These and other abundant signs of commercial achievement measure, but do not begin to explain, James Taylor's peculiar hold on the ear and imagination of youthful Americans. A good deal of his success is based on the kind of personal magnetism that has been making baritones and matinee idols rich and famous for generations, a particular masculine presence. Lean and hard (6 ft. 3 in., 155 Ibs.), often mustachioed, always with hair breaking at his shoulders, Taylor physically projects a blend of Heathcliffian inner fire with a melancholy sorrows-of-young-Werther look that can strike to the female heart—at any age. Half explaining, half apologizing for her delight in Fire and Rain, a University of Michigan coed who is also a trained musician admits: "I don't know why I love it. I know I shouldn't, because he doesn't really sing. He just sort of intones."

What Taylor intones is far more artful than it seems at first. For if his voice is spare and strangely uninflected, his guitar fingering lends sudden lights and shadows to the barest melody. Musically, Taylor is a fusion of the three black and white mainstreams of pop: the lonely twang of country, the pithy narrative of folk and the rhythmic melancholy of blues. Beyond that, Taylor's use of elemental imagery—darkness and sunlight, references to roads traveled and untraveled. to fears spoken and left unsaid—reaches a level both of intimacy and controlled emotion rarely achieved in purely pop music. He can, says one of his campus admirers, "turn an arena into a living room."

Listeners do not need to know anything about him to enjoy his music. Taylor is a master of many styles and subjects. The song Sweet Baby James is simply one of the best lullabies ever composed. In Suite for 20 G, he can ease into a cool, rock-'n'-roll-flavored parody of the 1950s, or do wailing variations on old-fashioned blues (Oh Baby Don't You Loose Your Lip on Me).

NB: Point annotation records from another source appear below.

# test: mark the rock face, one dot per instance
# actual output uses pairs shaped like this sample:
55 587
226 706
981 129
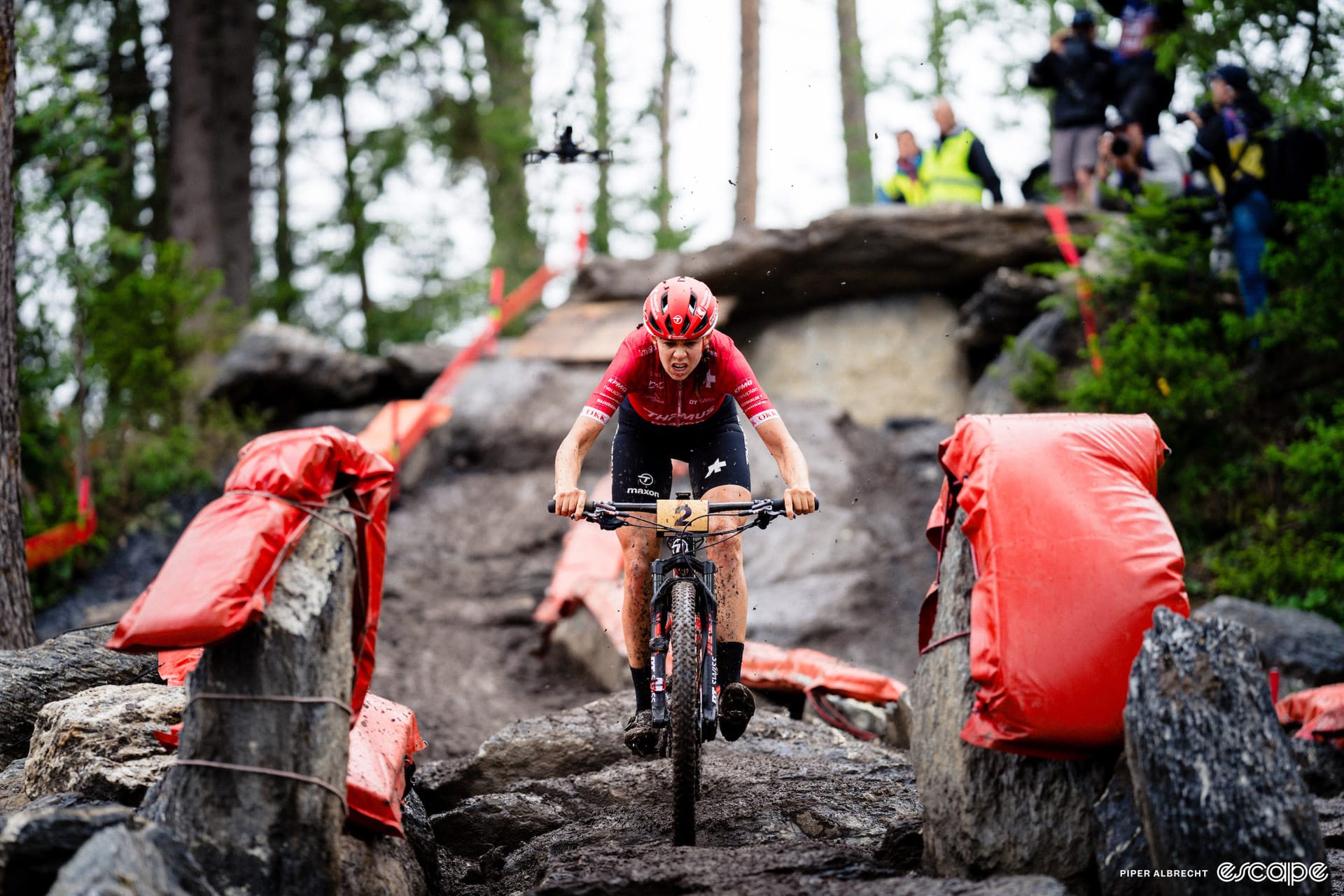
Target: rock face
38 840
1123 862
379 867
290 371
854 253
11 788
1322 766
140 855
874 359
790 808
61 668
251 830
100 743
1212 773
1306 647
987 812
1003 307
1051 333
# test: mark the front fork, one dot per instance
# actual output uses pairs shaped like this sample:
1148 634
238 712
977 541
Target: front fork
664 573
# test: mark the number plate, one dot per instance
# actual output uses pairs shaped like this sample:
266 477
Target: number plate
685 516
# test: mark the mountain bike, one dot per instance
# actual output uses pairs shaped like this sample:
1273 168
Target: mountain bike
683 628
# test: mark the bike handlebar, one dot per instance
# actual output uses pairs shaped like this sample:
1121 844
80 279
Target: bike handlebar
651 507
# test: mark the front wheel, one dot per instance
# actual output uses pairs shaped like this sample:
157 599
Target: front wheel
685 711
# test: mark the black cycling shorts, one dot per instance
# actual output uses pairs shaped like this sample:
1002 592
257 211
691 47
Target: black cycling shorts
643 453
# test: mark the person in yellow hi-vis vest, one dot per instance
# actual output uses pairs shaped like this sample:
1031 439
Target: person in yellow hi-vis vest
904 186
958 168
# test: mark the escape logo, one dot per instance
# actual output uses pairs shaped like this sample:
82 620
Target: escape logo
1287 874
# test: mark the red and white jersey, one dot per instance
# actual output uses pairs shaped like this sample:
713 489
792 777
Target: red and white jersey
636 372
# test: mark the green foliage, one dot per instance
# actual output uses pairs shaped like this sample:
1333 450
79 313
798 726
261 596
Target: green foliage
1256 481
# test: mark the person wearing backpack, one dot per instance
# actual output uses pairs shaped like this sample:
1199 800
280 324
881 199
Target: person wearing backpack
1228 147
1081 73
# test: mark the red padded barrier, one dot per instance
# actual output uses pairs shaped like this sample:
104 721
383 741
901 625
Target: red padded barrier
222 573
1073 554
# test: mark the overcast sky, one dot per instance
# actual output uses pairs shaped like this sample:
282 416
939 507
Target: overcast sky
802 150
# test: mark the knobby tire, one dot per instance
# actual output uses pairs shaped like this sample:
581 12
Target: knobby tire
685 699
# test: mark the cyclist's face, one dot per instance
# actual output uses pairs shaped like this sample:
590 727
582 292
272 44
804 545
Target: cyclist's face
679 356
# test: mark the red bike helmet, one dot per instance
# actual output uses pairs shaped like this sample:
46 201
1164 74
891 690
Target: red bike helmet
680 308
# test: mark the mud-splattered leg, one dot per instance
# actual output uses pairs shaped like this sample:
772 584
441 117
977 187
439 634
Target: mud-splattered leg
730 584
641 548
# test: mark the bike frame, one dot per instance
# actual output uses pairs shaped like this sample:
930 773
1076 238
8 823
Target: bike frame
686 562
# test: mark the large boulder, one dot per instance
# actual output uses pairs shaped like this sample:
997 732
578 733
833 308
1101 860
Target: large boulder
61 668
379 867
854 253
1003 307
288 371
100 743
988 812
790 808
875 359
136 859
1049 337
511 414
1307 648
1212 773
39 839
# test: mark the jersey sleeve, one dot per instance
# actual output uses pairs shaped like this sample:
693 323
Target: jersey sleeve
746 390
615 386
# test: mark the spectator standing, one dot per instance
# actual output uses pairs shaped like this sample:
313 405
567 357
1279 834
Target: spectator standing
1081 73
1142 90
1129 160
1227 149
904 186
958 168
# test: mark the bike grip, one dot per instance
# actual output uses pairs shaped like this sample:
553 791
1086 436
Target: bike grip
588 508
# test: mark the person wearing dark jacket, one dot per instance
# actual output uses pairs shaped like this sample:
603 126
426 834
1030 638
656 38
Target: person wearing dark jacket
1227 148
1142 90
1081 73
958 168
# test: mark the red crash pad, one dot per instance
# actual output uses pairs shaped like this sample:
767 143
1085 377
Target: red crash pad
1073 554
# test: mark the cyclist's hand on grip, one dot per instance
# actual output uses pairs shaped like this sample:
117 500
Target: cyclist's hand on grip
799 501
570 503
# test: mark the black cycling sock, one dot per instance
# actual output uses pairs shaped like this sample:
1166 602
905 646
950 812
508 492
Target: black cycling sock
643 679
729 656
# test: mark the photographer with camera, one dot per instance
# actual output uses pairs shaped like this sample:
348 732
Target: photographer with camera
1142 90
1129 162
1226 147
1081 73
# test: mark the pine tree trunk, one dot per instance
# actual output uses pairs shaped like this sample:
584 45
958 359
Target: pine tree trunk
854 92
210 117
749 120
666 238
603 122
15 603
939 22
353 209
284 248
237 99
510 124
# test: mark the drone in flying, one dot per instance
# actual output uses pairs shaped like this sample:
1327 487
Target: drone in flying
566 150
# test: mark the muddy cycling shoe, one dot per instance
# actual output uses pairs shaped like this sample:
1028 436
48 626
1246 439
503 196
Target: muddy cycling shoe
640 734
737 706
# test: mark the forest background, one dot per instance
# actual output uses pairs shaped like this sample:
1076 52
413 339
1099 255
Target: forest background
183 167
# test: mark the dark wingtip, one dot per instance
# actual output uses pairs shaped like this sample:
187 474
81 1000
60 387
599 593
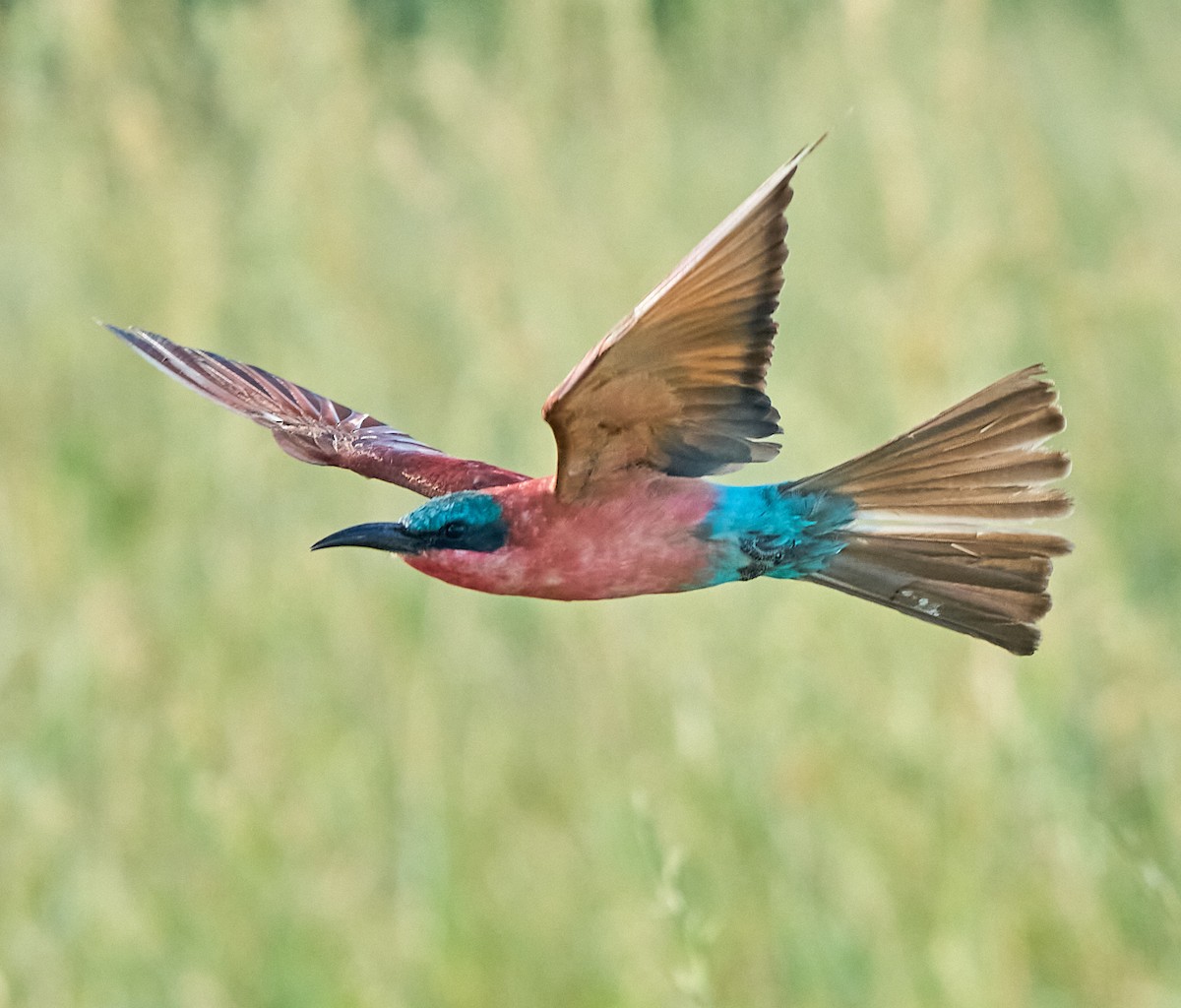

Yet much of the time Taylor sings about himself, and most of his fans feel instinctively that the anguished outlines of his private life—as well as those of his two brothers, Livingston, 20, and Alex, 23, and his sister Kate, 21, all now launched on singing careers—could be their own. The four singing Taylors, in fact, run some risk of becoming a sort of One Man's Family of rock.